I don’t think it is some kind of bribery scam eg. hoping people would say “I don’t need the receipt” as the payment is collected by a bank rep while immigration sights the receipt before stamping the passport.

Looking on the bright side, foreigners couldn’t even have got Visa-On-Arrival at Banda Aceh airport a couple of months ago … this is very new.

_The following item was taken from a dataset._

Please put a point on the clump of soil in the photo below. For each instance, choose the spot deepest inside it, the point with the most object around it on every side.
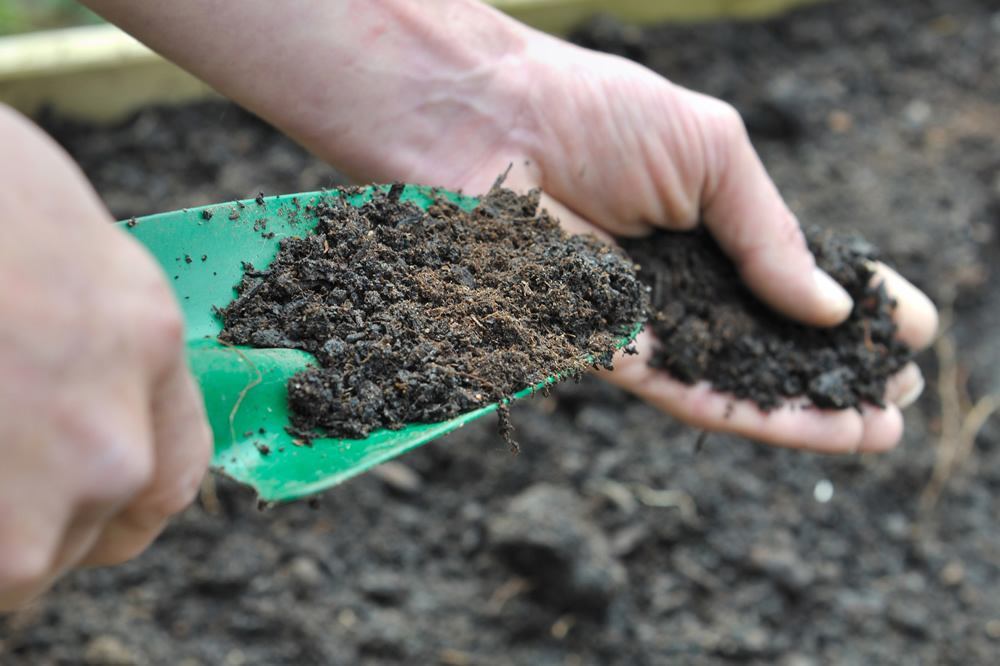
(417, 316)
(712, 327)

They would have had to apply to the embassy in their home country or fly into another airport like Medan.

At 1430 I couldn’t wait any longer for fear of missing the boat from Ulee Lheue ferry terminal to Balohan (but often referred to as Sabang, the main town) on the island of Weh.  So I left the airport by myself shouldering the full fare of the taxi ride (about USD10).

It was sad talking to the taxi driver as he had lost his entire family (including wife and 3 kids) in the tsunami … they were all at home together but he was the sole survivor.

Ferry to Pulau Weh

Fortunately my new found Norwegian friends made it on to my 1600 ferry by just a whisker.  Things got strange again upon our arrival at Balohan Port … I managed to get a local minivan to my dive resort (Lumba Lumba) at Gapang beach.  They weren’t permitted to join me but had to go in a taxi at the same price per head.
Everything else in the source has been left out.